At the gate, as you know, Qantas have two check in machines for boarding, and therefore two lines can be formed.
Qantas ask premium flyers in their loyalty programme to line in one line, while “regular” flyers, without status, can queue in the other line.
But here is the kicker…
And here is what I’ve been asking Qantas to change now for some time….
When boarding commences, Qantas invites its premium flyers to join the premium line.
Qantas does not board these flyers ahead of the “regular” flyers.
Qantas boards both lines at the same time.
So there is no true “priority” for its premium flyers.
Yet, yet, it is totally possible for Qantas to board the premium passengers firstly, using both machines, without any loss in processing time, before they start boarding the regular flyers.
So here’s what happened when Jayne and I arrived at the gate
So, when Jayne and I arrived at the gate there were maybe fifteen people lined up in the premium line and only three people lined up in the regular line.
So Jayne joined the premium line.
And I joined the regular line.
And sure enough, both lines were processed at the same time.
Which meant I boarded several minutes sooner than Jayne did.
I know I know….
I know that those few minutes lined up really didn’t make any difference, because the plane left at the same time anyway with both Jayne and me on it.
Despite the fact we were boarding in different lines.
And I know that people who sit in the back of the plane in the less expensive seats will tell you that the plane arrives at its destination at the exact same time no matter which seats you sit in…

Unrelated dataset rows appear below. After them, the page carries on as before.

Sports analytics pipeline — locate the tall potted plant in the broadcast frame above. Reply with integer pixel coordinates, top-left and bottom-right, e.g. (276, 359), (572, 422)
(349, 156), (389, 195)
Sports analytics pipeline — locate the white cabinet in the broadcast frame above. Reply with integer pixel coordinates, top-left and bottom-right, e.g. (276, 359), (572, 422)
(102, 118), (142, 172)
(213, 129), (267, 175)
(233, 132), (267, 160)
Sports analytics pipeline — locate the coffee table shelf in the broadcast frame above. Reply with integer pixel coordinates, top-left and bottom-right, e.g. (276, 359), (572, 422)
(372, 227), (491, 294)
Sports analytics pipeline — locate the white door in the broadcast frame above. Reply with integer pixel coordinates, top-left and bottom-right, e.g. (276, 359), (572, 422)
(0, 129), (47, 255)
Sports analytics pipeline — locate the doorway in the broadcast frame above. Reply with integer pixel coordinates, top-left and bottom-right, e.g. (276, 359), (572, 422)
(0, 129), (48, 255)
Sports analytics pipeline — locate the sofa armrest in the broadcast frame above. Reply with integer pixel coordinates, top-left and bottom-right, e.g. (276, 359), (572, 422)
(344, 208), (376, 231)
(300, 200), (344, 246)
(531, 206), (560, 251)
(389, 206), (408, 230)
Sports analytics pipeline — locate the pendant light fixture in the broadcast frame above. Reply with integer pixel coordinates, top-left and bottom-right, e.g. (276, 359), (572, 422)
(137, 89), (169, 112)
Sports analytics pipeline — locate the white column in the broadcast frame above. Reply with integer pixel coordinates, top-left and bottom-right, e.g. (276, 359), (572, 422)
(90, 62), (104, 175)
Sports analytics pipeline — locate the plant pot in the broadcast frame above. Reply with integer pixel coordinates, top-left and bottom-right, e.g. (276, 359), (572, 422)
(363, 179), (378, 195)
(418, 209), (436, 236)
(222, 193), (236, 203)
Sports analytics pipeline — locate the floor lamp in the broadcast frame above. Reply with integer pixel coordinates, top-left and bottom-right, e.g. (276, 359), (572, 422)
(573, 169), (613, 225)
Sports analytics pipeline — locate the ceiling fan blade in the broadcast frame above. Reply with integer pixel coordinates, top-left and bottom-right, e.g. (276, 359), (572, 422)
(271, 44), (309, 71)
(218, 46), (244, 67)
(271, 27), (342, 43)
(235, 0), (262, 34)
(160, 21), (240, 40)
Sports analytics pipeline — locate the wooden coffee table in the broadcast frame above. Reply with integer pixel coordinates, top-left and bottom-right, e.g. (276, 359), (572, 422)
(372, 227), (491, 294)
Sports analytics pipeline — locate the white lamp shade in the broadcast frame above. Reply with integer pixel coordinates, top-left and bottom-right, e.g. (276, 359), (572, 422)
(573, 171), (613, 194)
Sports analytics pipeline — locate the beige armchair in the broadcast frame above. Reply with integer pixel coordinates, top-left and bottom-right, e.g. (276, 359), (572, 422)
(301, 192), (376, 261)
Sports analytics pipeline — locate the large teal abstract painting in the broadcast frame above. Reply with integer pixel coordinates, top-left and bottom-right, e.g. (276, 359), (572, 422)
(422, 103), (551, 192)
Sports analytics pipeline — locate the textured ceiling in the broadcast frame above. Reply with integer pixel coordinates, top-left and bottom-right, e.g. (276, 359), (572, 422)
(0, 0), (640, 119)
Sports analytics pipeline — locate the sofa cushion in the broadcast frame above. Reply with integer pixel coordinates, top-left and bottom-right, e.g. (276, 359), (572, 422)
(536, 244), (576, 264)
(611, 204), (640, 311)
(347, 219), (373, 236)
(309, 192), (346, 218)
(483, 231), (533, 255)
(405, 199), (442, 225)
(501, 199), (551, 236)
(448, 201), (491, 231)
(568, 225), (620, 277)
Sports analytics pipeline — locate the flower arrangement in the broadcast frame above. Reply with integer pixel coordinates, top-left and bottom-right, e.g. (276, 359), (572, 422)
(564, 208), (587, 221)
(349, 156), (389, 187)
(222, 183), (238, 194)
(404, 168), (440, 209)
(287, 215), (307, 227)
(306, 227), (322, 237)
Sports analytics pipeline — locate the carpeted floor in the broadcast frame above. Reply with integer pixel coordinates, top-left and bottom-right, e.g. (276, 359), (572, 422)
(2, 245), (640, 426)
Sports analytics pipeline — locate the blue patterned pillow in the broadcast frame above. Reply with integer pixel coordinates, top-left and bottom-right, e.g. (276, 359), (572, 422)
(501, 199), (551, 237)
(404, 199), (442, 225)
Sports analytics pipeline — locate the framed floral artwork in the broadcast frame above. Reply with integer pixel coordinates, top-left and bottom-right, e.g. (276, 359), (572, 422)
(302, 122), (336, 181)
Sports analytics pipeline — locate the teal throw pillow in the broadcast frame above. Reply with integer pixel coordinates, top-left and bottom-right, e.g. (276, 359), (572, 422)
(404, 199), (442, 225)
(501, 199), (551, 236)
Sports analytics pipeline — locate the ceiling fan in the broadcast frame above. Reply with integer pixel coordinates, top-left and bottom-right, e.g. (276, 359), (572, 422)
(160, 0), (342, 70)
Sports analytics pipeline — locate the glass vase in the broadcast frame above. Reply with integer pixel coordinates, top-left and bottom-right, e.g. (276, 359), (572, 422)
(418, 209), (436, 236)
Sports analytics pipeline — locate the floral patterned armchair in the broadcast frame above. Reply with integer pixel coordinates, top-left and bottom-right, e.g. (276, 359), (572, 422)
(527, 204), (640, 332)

What is the subliminal message that Qantas is sending here?
Subliminally, what Qantas is doing by boarding both lines at the same time is they are sending a message to those who choose to pay for a more expensive seat that they [Qantas] do not really value those people more highly than their “regular” flyers.
And yet they should value them more.
Premium seating on aeroplanes is some of the most expensive real estate on the planet.
And if someone chooses to pay for that privilege, no matter how short or long the flight, then Qantas needs to make sure that at NO TIME is there a figurative or subliminal snub being conveyed to those passengers.
And the relevance to dentistry is?
In your dental practice, are you giving the figurative “bird” to your “A” clients?
Are there times at your practice where your top twenty percent patients are being relegated while you “deal” with your more demanding eighty percenters?
I’ve seen dental practices that do take their LOYAL and REGULAR long-term clients for granted.
They move their long-term client appointments to “squeeze in” a new patient…
Or they keep their “regular” patients waiting too long, and too often….
Or they offer “introductory” fees to new patients that are lower than these LOYAL and REGULAR patients are paying.
There are plenty of airlines out there….
There are plenty of airlines out there.
And there are plenty of dental practices out there just waiting to pay more attention to those patients you are taking for granted.
Don’t be like Qantas.
Don’t be seen to be making record profits on the one hand, while you cut corners on the other hand.